An academic issues on "How to estimate the entity type distributions with relation class is not known"
typhoonlee opened this issue · 8 comments
According to your paper: you estimate the prior distributions over the candidate set C_sub and C_obj of potential entity types, according to a certain relation class, where the prior distributions are estimated by frequency statistics. But, how do you estimate the prior distributions with an unknown relation in the instance , just like “the chicken or the egg?”.
For example, the relation “per:country_of_birth” indicates the subject entity belongs to “person” and the object entity belongs to “country”. The prior distributions for C_sub can be counted as {"person":1} , but we should know this instance contains the relation "per:country_of_birth" in advance, then we can estimate the prior distributions of the candidate set.

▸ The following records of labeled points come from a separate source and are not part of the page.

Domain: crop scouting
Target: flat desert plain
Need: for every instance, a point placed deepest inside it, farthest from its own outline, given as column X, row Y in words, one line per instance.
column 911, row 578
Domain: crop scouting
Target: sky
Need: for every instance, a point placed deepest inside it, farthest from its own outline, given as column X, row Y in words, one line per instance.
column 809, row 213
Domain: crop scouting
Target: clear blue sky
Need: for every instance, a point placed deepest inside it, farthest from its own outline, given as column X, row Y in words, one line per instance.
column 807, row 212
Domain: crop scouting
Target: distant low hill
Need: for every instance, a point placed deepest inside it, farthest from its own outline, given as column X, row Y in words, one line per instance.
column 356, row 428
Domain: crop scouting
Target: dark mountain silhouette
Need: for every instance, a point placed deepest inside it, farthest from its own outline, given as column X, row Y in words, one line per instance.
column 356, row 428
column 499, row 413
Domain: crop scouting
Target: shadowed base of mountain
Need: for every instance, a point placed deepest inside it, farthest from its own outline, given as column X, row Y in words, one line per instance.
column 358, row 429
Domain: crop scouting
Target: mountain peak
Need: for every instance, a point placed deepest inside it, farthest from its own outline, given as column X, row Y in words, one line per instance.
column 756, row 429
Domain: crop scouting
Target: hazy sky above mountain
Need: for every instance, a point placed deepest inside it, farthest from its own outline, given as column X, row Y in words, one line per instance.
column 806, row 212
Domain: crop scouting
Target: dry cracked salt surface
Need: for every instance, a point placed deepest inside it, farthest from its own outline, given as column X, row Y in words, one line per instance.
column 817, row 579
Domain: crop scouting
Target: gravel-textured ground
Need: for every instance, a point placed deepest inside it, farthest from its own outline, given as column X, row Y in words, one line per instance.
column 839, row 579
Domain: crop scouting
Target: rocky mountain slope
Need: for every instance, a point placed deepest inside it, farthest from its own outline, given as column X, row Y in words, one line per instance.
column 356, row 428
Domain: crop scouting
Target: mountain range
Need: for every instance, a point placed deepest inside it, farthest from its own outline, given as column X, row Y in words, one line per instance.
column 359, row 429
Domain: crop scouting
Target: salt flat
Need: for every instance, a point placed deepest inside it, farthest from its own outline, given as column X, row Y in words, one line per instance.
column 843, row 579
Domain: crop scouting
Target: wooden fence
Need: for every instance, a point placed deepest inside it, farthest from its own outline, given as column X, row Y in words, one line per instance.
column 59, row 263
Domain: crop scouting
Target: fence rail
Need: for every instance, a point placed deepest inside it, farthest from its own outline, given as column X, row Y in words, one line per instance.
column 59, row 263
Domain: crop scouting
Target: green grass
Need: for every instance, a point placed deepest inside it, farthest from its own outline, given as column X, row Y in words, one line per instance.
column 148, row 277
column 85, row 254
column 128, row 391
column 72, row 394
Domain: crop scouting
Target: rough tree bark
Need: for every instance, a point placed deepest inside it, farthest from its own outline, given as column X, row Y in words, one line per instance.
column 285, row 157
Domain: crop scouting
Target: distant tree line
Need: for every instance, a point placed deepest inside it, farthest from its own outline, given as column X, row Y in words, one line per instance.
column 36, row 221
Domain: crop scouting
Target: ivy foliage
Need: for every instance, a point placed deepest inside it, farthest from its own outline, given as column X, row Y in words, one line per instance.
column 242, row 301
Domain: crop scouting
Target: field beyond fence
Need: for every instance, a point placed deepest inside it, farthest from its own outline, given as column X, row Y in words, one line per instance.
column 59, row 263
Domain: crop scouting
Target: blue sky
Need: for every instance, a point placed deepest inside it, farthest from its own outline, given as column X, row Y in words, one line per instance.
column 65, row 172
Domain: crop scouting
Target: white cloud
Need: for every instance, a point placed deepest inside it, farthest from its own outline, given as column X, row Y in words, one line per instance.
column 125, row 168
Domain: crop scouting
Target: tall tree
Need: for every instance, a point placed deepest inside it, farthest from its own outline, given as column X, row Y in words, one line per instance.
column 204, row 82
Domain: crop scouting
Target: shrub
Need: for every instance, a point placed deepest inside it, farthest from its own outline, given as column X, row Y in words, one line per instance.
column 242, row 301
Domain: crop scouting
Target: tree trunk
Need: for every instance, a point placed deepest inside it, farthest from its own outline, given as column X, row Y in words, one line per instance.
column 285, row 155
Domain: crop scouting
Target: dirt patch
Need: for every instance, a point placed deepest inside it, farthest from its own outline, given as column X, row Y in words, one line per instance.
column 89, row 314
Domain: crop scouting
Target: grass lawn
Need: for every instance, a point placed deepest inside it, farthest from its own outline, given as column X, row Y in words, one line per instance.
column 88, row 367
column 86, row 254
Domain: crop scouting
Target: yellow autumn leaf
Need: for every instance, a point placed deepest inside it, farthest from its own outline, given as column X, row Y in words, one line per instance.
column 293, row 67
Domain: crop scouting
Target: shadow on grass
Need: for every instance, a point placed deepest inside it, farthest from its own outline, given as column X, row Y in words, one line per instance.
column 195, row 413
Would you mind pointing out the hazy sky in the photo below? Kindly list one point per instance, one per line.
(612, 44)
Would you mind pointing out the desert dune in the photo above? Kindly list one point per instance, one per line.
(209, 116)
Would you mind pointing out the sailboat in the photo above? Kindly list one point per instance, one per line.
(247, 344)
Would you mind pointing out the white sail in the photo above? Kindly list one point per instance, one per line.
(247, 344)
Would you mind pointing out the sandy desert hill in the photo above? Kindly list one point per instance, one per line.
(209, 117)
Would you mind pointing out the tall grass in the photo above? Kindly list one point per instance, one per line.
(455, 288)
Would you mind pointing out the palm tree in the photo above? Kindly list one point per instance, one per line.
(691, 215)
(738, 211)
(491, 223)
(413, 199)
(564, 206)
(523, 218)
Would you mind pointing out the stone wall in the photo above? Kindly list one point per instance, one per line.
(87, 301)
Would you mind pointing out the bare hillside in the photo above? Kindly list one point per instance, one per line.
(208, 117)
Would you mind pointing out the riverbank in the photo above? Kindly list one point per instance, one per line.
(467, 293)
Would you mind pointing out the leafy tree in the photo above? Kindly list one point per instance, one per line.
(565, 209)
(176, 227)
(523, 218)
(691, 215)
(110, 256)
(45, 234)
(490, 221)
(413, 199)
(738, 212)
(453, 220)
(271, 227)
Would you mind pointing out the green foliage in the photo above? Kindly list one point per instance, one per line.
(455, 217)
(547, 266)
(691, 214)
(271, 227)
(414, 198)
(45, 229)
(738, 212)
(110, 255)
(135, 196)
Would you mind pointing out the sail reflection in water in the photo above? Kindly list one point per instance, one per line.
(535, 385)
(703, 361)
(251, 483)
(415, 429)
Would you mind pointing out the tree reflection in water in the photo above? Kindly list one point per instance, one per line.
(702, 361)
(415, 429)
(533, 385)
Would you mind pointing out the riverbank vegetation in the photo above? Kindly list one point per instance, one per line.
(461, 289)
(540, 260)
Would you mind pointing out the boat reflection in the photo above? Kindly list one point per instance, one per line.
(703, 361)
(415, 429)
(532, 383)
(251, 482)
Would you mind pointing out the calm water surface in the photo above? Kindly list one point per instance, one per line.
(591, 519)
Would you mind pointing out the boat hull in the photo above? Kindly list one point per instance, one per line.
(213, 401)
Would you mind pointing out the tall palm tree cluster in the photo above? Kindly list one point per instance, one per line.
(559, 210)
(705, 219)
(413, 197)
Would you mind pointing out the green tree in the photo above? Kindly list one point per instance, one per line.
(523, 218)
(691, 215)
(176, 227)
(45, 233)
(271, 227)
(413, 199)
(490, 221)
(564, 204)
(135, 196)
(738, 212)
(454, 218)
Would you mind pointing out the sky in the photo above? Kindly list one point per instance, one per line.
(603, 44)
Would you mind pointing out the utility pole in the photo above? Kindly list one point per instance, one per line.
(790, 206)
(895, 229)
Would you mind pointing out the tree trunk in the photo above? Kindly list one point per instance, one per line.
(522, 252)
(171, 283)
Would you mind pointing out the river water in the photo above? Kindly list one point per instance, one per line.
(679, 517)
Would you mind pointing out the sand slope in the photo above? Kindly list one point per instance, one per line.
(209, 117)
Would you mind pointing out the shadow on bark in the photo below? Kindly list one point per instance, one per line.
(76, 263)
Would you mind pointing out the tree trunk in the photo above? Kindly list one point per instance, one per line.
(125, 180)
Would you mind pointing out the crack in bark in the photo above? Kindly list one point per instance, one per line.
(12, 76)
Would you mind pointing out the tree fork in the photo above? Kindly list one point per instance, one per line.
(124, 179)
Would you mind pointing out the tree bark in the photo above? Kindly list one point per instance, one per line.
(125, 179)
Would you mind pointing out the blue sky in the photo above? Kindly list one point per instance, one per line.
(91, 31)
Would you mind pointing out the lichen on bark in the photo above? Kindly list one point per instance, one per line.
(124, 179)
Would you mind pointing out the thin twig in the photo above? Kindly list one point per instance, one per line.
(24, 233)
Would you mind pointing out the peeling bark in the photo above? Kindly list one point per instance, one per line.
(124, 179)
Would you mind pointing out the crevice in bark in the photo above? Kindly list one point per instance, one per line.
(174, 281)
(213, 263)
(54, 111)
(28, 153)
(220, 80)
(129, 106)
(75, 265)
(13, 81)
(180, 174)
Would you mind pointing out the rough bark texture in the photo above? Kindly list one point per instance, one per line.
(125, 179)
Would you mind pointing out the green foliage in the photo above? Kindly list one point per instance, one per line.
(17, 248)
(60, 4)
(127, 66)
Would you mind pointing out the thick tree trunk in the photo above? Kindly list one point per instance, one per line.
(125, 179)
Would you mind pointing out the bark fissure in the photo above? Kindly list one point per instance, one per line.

In your example, we don't know this instance contains the relation "per:country_of_birth" in advance. Here we just initialize the virtual type words according to the pre-defined relation classes rather than estimate the prediction with the prior distributions. So there is no “the chicken or the egg?” problem here. You can refer to the "issue 遇到问题求助 #1" for specific examples of the prior distributions over the candidate set.
Thanks for your reply !
In your paper, you obtain the scope of the potential entity types with prior knowledge contained in a specific relation, so if we don't know the relation that the instance contains , how can we get the scope of the potential entity types and then estimate the prior distributions over the candidate set? I'm confused about this...
The calculation is according to pre-defined categories, for example, there are only two categories: "per:birth_of_place", and "per:birth_of_data". Thus, for [sub], p("person"): 1; for [obj],p("place"): 0.5, p("data"): 0.5. You can read code for a deeper understanding.
Thanks for your reply!
That's how I understood it before, so it means that the representation of virtual type words in each instance would be the same at the start? This is different from what is claimed in your paper that you can obtain the scope of the potential entity types with prior knowledge contained in a specific relation.
the representation of virtual type words are statistics initialized at the start, and what the model learns during training is the latent virtual type.
It means that the representation of virtual type words in each instance would be the same at the start, right?
Yes.
Thanks for your patience !